Creating an environment in Ygdrasil mostly involves modelling, in Maya, 3dsMax, Lightwave, Blender, etc. In this chapter we'll look at some design issues and ideas for common types of environments, and also at the YG Environment node, which is used to set the background color and create fog.
One of the primary uses - in fact, almost the definition - of virtual reality is the simulation of space. This can involve the simulation of existing physical spaces, simulation of potential spaces, abstract spaces, or the representation of data sets through spatial relationships; the fundamental purpose is to create the illusion of presence in some form of simulated space. When creating virtual spaces, one immediately apparent discovery is that space itself, and our perception of it, is defined by the objects within it. This shouldn't be too surprising; it's a fundamental part of any sort of pictorial representation. But, in the real world, we tend to take the presence of objects for granted, and when creating virtual spaces, often forget that everything must be created from scratch.

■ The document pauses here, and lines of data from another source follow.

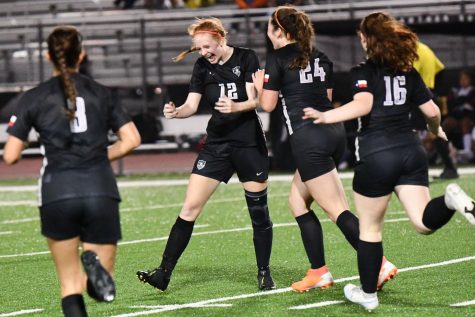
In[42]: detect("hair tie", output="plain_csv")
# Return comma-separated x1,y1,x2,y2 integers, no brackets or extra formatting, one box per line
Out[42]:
275,8,287,33
193,30,222,37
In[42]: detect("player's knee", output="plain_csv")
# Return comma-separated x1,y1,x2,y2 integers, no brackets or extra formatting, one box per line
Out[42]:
245,190,272,229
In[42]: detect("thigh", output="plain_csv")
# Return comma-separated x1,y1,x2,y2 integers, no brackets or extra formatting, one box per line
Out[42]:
305,168,349,222
80,196,122,244
192,143,234,183
396,145,429,187
395,185,431,232
290,124,346,182
289,171,313,217
353,192,391,242
47,237,86,297
231,147,269,183
180,174,220,221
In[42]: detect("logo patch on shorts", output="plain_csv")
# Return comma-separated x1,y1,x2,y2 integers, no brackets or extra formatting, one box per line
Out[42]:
196,160,206,170
233,66,241,77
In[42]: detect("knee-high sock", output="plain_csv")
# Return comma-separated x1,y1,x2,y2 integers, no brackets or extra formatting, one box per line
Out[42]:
245,189,273,269
160,217,195,270
358,240,383,293
61,294,87,317
295,210,325,269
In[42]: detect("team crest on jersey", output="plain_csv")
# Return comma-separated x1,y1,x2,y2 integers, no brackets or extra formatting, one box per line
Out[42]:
196,160,206,170
233,66,241,77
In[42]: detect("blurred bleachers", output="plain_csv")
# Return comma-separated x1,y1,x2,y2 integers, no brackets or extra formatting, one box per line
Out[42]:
0,0,475,92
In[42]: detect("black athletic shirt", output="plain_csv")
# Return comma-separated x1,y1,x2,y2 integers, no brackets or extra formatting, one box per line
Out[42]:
7,74,130,205
350,60,431,156
190,47,263,146
264,43,333,134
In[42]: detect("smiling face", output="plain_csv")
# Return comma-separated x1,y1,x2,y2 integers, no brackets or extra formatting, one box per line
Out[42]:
193,33,224,64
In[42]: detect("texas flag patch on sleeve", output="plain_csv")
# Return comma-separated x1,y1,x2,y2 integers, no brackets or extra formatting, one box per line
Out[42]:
8,116,16,127
356,80,368,88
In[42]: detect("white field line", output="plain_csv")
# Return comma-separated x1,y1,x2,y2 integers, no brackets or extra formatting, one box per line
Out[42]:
450,299,475,307
289,255,475,309
289,300,345,310
0,218,409,259
0,308,44,317
0,167,475,192
0,200,38,207
112,255,475,317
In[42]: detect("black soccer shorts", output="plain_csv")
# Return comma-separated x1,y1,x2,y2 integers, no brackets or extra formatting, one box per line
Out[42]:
192,143,269,183
353,144,429,197
40,196,121,244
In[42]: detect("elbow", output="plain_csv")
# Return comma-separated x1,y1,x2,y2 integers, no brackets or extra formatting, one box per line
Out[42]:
3,153,20,165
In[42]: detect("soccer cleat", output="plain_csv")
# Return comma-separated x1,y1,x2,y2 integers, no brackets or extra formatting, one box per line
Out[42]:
291,266,333,293
257,268,275,291
444,184,475,225
343,284,379,311
377,256,397,291
137,267,172,291
81,250,115,302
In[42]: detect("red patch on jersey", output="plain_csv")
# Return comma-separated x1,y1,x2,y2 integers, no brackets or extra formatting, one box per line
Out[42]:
8,116,16,127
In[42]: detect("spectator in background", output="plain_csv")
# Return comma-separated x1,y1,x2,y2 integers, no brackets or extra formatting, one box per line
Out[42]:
442,70,475,163
3,26,140,317
411,42,459,179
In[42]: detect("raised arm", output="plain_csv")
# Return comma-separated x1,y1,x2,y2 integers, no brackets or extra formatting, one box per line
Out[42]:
163,92,201,119
107,122,141,161
3,135,25,165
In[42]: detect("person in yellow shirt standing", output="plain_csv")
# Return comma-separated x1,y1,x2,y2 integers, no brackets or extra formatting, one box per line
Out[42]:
411,42,459,179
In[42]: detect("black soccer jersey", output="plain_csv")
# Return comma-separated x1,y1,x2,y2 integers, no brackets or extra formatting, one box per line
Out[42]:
190,47,263,146
264,43,333,134
7,74,130,204
351,60,431,156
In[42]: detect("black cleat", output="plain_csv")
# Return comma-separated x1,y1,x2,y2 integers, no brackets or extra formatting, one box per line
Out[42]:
137,267,172,291
81,250,115,302
257,268,275,291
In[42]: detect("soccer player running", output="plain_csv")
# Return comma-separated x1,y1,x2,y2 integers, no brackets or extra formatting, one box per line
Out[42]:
304,12,475,310
137,18,275,291
3,26,140,317
253,6,397,292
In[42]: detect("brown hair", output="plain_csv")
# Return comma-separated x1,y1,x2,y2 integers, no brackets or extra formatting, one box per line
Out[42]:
173,18,227,62
48,25,82,120
359,12,418,72
271,5,315,69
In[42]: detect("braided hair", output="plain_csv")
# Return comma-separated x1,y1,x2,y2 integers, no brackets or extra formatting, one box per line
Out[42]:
271,5,315,69
47,25,82,120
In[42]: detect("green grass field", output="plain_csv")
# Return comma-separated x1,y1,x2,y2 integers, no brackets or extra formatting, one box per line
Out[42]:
0,175,475,317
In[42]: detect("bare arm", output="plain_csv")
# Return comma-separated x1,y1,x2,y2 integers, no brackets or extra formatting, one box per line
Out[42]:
163,92,201,119
419,100,447,140
3,135,25,165
252,69,279,112
303,92,373,123
107,122,141,161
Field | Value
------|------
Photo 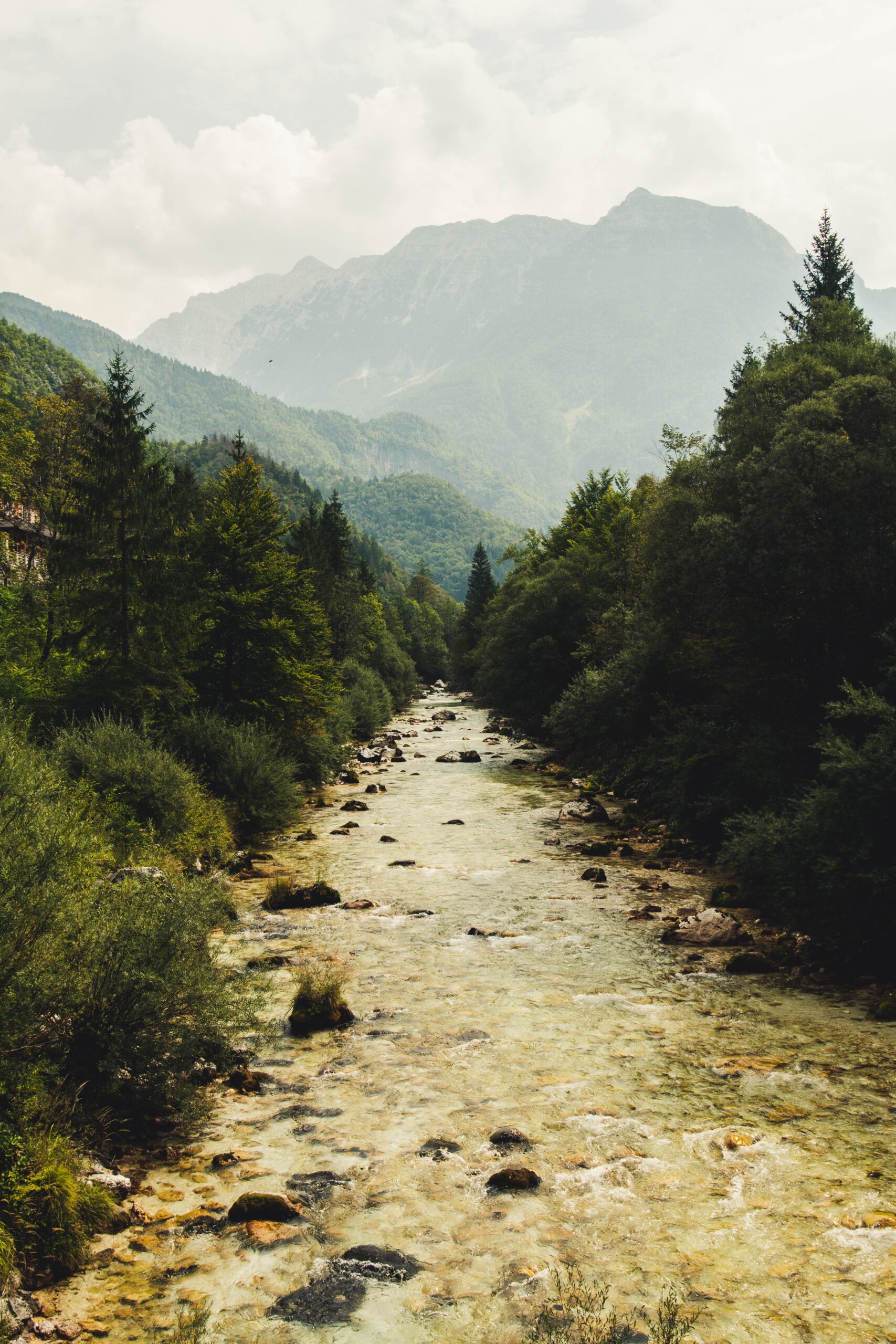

To illustrate this point, create a YG scene with nothing in it. It will be a yawning, black, empty void. However, this black empty void, even when viewed in a six-sided CAVE, does not inspire disorientation, awe, existential terror. It just looks like the screen is turned off. Nothingness isn't anything unless there is something to compare it to. Look at the first living room scene examples again; the empty black void is much more impressive when it has a few pieces of furniture in it. Note, however, that if you turn around and walk away from the furniture, the void loses its presence; there is no longer any sense of depth or emptiness, just a flat black screen.
What this should make clear from the beginning is that the illusion is very fragile. Stereoscopic projection, head-tracking, advanced 3D graphics - all of this technology has literally no effect without concentrated effort by the artist.